When McDonalds announced that it had teamed up with GM on a new HUMMER-themed Happy Meal, it seemed like a no-brainer. Kids like Happy Meals, kids like trucks, and everybody knows HUMMER. You don't need a degree in marketing to figure out that putting these elements together would be a hit for all involved.
Reading the New York Times' account of it, however, could lead one to believe that the HUMMER Happy Meal represents the end of western civilization.
In last week's article titled "Would You Like A Gas Guzzler With That?" writer Melanie Warner offers up a plodding critique of the promotion, McDonalds, and of course, GM / HUMMER. The reactions collected are so over-the-top, the article practically reads like satire.
Click through for some of the hyperbole-laden "highlights" of the article.
- Warner interviews a Sierra Club official who characterizes the promotion as being as responsible as "dipping a Big Mac in fry oil and serving it to your kids." The same rep also takes potshots at GM for having the audacity to produce the HUMMER H1 and H2, which, he sniffs, are technologically "passé." The Sierra Club's feelings about HUMMER are not exactly a secret.
- A spokesman for the Environmental Defense Fund apparently had his tinfoil hat firmly in place at the time of his interview. He theorized that "McDonalds might be trying to help an ailing General Motors win some future customers." Yes! It's a conspiracy designed to help GM rule the world in 8 to 10 years when the the kids who currently make up the Happy Meal's target audience get their drivers licenses.

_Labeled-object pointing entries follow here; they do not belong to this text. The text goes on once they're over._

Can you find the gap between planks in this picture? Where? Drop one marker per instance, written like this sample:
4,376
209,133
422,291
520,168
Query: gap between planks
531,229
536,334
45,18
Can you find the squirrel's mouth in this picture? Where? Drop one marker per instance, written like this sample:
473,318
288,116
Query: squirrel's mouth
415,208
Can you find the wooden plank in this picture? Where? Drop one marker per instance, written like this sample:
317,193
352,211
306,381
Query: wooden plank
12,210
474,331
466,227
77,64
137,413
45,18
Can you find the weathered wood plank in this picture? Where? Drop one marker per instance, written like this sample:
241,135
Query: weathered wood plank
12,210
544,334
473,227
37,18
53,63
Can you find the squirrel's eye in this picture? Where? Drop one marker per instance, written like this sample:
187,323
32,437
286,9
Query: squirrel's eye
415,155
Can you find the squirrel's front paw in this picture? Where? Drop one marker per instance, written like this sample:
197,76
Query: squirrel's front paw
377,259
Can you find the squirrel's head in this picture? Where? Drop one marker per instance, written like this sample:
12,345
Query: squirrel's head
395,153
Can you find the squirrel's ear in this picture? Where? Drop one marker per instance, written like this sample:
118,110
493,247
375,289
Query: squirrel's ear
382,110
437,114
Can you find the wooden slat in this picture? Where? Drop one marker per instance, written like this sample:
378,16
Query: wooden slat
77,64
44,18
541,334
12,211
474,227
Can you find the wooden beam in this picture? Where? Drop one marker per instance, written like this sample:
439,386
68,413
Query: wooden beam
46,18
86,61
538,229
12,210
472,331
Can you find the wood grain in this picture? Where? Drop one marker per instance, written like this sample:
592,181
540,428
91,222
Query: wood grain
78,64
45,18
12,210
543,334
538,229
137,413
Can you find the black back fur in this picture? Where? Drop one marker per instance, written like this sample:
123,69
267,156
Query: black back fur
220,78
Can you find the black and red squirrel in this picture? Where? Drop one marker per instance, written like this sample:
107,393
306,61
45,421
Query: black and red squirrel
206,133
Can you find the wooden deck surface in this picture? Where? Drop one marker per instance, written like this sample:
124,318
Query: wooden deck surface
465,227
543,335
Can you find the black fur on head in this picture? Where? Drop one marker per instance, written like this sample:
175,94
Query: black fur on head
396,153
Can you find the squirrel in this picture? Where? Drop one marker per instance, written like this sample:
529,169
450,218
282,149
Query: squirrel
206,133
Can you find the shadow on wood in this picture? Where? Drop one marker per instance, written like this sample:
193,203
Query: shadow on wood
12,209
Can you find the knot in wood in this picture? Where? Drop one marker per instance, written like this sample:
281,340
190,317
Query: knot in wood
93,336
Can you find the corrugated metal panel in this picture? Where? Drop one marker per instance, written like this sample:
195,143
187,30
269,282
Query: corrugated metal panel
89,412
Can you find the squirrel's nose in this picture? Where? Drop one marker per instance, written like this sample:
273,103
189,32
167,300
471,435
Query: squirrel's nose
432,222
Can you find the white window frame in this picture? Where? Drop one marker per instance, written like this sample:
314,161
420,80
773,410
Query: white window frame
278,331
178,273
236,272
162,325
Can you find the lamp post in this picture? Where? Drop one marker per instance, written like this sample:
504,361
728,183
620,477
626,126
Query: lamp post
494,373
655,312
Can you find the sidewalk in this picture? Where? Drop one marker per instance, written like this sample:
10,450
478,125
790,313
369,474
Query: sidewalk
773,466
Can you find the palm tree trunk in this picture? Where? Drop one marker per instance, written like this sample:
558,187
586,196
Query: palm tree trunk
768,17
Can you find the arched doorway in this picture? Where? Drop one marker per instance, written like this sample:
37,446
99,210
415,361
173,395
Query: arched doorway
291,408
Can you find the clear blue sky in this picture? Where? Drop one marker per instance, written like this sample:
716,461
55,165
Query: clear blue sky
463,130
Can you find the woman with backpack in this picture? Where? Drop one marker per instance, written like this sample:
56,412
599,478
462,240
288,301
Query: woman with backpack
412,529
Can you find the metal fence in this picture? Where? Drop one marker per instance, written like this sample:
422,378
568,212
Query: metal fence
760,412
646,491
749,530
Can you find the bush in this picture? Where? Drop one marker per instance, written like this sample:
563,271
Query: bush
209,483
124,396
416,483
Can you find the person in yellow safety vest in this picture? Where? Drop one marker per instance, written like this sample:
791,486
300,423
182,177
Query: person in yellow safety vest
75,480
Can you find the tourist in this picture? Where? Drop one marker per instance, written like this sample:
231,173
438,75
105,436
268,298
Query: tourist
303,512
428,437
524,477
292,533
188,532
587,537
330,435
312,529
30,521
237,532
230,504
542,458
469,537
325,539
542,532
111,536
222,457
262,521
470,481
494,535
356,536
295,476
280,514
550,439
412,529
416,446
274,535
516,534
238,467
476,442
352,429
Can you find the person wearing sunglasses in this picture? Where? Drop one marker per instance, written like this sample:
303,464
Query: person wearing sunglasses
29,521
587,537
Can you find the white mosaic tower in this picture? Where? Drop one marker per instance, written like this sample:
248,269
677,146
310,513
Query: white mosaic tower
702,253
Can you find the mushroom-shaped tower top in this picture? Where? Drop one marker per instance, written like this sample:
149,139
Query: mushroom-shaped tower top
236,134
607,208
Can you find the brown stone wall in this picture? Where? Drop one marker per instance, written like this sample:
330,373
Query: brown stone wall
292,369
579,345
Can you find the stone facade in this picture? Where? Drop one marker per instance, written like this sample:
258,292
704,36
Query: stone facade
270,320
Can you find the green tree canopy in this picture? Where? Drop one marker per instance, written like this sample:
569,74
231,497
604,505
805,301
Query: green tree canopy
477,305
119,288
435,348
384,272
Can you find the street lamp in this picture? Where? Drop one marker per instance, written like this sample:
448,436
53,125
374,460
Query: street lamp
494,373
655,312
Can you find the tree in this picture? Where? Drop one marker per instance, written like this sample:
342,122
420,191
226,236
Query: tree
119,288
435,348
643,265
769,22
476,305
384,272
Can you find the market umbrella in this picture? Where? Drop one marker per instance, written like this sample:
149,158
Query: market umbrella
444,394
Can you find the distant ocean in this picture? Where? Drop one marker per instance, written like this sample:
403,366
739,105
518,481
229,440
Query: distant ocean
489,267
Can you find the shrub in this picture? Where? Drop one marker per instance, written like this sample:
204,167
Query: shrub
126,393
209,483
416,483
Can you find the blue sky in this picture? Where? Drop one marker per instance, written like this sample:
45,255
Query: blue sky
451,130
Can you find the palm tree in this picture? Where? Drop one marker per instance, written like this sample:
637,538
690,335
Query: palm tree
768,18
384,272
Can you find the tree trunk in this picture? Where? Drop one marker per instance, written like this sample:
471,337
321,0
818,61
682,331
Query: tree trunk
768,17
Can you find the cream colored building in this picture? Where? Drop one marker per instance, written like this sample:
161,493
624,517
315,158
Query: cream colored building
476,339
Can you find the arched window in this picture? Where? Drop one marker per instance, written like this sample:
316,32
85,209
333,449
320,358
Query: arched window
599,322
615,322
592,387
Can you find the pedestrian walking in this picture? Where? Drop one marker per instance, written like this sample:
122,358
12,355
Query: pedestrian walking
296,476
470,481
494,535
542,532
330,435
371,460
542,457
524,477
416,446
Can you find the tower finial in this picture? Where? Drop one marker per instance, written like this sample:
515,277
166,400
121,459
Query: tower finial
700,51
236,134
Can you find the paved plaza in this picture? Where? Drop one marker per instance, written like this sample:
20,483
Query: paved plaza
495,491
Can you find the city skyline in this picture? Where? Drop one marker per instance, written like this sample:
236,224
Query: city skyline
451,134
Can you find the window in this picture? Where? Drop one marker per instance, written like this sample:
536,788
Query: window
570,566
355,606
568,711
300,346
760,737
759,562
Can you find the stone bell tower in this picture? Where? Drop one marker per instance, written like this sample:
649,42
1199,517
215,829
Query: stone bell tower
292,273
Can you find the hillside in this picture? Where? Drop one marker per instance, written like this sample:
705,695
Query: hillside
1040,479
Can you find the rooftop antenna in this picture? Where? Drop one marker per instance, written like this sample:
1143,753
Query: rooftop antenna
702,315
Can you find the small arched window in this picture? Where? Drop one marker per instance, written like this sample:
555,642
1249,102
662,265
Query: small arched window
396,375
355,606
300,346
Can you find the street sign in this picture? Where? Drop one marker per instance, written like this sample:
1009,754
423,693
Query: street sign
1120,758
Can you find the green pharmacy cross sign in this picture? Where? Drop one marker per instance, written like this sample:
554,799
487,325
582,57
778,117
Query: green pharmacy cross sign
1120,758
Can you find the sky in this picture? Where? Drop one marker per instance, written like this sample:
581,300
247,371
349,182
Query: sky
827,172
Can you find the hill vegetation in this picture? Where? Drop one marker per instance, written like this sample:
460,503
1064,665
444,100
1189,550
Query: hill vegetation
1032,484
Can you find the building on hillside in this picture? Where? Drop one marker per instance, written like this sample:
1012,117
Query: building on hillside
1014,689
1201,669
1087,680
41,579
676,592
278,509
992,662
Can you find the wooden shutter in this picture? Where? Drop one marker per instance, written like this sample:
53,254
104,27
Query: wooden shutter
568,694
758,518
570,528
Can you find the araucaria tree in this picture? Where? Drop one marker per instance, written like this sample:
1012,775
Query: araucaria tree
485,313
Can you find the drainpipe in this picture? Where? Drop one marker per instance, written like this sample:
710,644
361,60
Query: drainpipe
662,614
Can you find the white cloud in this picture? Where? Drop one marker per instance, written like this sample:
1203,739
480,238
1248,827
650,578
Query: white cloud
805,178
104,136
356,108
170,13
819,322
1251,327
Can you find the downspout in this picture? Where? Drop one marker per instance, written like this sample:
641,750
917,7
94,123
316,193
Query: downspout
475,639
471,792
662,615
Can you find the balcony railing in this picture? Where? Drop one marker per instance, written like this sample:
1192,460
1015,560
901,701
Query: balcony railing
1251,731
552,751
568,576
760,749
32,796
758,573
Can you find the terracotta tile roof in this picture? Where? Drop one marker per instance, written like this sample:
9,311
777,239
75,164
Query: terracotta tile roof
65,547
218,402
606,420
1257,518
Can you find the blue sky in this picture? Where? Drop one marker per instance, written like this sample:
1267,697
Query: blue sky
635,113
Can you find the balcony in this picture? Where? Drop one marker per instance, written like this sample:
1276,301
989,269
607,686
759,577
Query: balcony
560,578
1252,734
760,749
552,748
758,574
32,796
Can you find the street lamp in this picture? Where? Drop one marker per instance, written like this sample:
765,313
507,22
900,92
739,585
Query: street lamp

- Anne Korin of the Institute for the Analysis of Global Security is against the promotion, saying that large inefficient vehicles are, according to the article, "unpatriotic and detrimental to America's national security" and that the HUMMER toys send "a message to children that utter waste of this precious resource that is causing us such national security problems is O.K." Ummmm, whoa.
Going to groups like the ones cited and asking them to comment on HUMMER is akin to seeking opinions on the Yankees from Red Sox fans in the stands at Fenway. No one's going to have anything nice to say, and everyone involved in the conversation knows it.
The article, ostensibly about the marketing tie-in, was really just an excuse to tee off on GM for having the audacity to produce SUVs. Why else would a reporter go to the Sierra Club to get reaction on this month's HUMMER Happy Meal theme?